Il Nor Feleal e il Processo Etico hanno stabilito:

  • Ginóbili e Salamida sono colpevoli di atti di espropriazione, violenza e danneggiamento del lof Paichil Antriao. Entrambi devono lasciare immediatamente il territorio e hanno il divieto di tornare.
  • Gli accusati devono compiere un atto di riparazione comunitaria: devono finanziare il rimboschimento del territorio con specie autoctone equivalenti agli alberi abbattuti; nello spazio violato dagli aggressori sarà istituita una scuola di educazione mapuche; e saranno stanziati fondi per l’attuazione della Ruka Interculturale della salute.
  • Chiediamo ai governi nazionale, provinciale e municipale e agli organi giudiziari: l’immediata regolarizzazione dei diritti territoriali a favore delle famiglie discendenti dei Paichil, Antriao e Barría. L’urgente realizzazione dei servizi basilari (elettricità e acqua) nel nostro territorio. E l’immediata consegna della nostra cartella tecnica da parte dell’INAI, nel rispetto dei suoi doveri legali e costituzionali.
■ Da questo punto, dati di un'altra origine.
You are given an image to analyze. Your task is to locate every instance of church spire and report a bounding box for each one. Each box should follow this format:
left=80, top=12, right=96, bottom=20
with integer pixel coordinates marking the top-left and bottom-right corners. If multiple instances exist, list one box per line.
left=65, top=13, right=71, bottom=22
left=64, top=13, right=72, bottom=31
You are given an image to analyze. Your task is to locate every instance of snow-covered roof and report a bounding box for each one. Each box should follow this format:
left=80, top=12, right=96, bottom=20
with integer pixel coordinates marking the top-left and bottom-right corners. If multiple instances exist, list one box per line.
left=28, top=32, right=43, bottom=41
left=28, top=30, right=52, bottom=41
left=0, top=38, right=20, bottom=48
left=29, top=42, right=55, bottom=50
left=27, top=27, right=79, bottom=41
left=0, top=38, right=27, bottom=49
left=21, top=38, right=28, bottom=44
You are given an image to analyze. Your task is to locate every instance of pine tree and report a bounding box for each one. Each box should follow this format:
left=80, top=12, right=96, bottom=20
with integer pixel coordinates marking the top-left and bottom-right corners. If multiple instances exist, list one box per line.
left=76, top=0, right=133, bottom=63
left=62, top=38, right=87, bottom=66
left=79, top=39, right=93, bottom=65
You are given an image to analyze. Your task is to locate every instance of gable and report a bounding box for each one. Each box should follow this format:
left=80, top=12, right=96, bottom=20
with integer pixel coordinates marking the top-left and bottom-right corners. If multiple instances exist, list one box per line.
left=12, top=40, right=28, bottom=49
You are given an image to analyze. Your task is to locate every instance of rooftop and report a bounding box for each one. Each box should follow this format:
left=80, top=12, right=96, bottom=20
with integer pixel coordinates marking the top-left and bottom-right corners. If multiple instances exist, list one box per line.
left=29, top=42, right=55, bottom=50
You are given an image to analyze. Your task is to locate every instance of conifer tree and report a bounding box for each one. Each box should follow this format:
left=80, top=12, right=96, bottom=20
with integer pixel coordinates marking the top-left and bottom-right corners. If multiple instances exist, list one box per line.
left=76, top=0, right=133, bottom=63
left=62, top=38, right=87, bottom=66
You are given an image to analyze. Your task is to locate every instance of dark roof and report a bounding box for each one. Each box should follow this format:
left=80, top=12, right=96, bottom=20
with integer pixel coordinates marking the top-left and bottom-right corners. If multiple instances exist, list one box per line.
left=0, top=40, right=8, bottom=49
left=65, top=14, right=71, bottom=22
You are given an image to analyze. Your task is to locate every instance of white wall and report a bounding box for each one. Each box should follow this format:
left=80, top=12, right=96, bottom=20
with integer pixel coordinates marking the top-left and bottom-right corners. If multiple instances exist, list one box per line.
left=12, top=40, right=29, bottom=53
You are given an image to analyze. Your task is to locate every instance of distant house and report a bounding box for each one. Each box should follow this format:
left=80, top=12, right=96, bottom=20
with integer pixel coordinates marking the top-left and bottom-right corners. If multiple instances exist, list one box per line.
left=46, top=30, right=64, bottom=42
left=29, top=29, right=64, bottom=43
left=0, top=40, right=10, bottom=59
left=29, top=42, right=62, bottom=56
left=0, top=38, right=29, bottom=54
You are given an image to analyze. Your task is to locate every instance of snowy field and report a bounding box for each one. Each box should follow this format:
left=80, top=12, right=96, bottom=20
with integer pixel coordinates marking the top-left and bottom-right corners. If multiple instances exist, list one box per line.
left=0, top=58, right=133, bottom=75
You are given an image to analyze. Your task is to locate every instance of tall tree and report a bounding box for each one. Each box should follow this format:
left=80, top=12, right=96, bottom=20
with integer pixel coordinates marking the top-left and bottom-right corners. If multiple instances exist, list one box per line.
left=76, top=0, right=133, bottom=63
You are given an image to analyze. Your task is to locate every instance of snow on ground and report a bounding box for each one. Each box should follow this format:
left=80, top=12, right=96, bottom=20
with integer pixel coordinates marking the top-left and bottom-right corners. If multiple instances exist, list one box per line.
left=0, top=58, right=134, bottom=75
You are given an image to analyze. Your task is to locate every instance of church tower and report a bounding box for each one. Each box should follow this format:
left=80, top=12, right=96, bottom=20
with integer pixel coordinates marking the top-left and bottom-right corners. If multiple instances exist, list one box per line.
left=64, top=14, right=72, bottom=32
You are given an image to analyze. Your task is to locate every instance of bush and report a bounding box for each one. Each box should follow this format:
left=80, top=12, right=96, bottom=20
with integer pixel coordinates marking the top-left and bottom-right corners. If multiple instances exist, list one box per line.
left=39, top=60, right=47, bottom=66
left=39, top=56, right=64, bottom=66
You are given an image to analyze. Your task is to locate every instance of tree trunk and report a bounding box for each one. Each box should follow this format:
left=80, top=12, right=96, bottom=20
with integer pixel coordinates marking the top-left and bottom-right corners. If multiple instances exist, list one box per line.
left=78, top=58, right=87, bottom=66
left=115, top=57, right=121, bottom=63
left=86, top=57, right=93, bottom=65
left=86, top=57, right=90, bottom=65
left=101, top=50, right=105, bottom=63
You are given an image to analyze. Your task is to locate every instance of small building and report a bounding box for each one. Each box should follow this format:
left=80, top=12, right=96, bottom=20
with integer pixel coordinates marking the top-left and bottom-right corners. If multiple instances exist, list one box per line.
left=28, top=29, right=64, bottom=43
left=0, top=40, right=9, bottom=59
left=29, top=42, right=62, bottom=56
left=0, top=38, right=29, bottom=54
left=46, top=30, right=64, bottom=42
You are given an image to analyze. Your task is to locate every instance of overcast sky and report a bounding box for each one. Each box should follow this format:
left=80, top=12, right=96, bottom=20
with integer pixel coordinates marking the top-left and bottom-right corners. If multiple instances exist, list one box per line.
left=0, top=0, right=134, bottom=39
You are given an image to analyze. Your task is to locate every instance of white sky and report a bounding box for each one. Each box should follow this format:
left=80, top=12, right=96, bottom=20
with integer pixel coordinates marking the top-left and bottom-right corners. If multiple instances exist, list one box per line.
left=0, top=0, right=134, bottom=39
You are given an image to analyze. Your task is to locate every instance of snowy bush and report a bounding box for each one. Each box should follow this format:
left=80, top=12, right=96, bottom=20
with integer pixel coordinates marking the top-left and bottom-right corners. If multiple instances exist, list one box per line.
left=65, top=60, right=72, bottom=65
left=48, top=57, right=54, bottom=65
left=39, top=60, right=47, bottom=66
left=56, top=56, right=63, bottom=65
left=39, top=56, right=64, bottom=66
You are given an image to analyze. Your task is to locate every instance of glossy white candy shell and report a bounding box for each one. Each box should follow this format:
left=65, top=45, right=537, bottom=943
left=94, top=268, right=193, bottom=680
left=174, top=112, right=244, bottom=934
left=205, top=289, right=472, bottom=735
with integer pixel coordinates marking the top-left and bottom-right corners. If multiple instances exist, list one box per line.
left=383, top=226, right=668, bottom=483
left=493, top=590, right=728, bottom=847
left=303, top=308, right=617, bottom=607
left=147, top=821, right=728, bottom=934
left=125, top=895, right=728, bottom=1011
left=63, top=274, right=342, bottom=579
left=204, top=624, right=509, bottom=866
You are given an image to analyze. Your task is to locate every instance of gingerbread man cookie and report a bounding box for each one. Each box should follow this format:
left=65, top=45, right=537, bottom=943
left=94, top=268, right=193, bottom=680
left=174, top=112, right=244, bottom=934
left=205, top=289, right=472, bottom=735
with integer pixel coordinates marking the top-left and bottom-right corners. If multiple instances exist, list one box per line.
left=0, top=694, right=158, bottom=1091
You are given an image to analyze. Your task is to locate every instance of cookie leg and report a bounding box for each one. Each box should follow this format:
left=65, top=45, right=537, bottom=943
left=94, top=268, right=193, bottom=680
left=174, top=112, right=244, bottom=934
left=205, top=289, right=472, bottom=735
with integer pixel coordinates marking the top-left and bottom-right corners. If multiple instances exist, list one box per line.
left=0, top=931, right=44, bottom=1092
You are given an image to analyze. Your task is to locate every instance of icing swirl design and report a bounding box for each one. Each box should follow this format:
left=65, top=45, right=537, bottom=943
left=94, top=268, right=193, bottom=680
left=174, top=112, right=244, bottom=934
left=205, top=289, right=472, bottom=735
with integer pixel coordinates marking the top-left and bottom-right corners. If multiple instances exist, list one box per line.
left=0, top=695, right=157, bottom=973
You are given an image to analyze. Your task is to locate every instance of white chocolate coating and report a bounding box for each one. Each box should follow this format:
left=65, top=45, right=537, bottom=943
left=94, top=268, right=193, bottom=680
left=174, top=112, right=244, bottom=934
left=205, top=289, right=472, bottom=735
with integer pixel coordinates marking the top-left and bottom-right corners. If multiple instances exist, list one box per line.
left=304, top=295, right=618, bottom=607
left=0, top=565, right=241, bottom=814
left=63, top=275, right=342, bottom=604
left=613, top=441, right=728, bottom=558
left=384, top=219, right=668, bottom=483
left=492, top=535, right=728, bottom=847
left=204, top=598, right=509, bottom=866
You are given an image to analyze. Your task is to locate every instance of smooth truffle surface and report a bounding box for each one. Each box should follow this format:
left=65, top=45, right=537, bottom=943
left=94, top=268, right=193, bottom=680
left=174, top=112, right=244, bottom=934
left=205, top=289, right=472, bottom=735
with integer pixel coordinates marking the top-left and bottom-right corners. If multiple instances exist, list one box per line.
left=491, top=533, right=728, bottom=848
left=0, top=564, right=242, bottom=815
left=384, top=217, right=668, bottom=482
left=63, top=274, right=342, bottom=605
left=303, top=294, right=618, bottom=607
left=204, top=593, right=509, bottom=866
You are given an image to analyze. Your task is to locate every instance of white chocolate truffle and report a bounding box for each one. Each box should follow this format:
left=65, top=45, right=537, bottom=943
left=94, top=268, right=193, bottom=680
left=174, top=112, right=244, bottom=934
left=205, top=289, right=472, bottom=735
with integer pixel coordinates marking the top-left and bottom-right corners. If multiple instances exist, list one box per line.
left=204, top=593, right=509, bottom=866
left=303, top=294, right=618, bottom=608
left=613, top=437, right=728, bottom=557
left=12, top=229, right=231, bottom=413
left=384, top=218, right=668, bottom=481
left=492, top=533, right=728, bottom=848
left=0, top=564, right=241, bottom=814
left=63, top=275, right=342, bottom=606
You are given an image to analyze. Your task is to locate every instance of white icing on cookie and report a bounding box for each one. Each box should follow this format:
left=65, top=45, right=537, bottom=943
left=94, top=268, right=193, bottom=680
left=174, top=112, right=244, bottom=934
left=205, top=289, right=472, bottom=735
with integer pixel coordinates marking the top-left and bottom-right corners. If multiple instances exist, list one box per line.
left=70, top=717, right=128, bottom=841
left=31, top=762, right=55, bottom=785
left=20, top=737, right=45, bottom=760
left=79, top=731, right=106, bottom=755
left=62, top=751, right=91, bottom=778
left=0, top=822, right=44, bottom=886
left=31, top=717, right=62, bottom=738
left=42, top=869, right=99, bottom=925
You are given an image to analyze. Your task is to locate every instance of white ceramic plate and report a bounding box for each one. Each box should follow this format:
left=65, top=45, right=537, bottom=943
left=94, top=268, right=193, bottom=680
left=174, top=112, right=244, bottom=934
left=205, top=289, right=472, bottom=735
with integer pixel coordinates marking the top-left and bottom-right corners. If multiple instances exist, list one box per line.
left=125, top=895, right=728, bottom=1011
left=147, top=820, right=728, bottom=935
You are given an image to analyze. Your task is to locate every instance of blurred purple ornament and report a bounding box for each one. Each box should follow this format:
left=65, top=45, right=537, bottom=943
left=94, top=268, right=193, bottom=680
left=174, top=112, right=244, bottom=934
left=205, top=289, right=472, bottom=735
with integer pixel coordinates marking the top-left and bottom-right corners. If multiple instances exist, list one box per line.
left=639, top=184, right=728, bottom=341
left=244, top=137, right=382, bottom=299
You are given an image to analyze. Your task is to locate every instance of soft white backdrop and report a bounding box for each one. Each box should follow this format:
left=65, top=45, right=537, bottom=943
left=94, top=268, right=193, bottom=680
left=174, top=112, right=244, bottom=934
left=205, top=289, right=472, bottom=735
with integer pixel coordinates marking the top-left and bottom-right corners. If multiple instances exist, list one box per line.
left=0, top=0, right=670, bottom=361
  • La Plaza San Martín è testimone di un altro anello della lunga storia del popolo mapuche. Passanti e turisti occasionali osservano da lontano la lettura della deliberazione finale da parte del gruppo. Il Wenu Foye (bandiera Mapuche) sventola. La giornata sta per concludersi, ma prima vengono fatte due menzioni fondamentali: si chiede allo Stato (nazionale, provinciale e comunale) di esprimere pubbliche scuse per i “crimini storici” contro il popolo Mapuche. E viene fatto un annuncio che unisce passato e futuro: “Riaffermiamo che la comunità mapuche è sempre stata e sempre sarà in difesa di ciò che gli è stato solo prestato, per prendersene cura”.
  • Cala la sera a Villa La Angostura. E un raggio di sole filtra attraverso gli alberi della piazza. Abbiamo appena vissuto una decisiva giornata di giustizia.

*Consulenza per il Mapuzungun di Pety Piciñam, kimeltufe (educatrice) e Logko del Lof Puel Pvjv.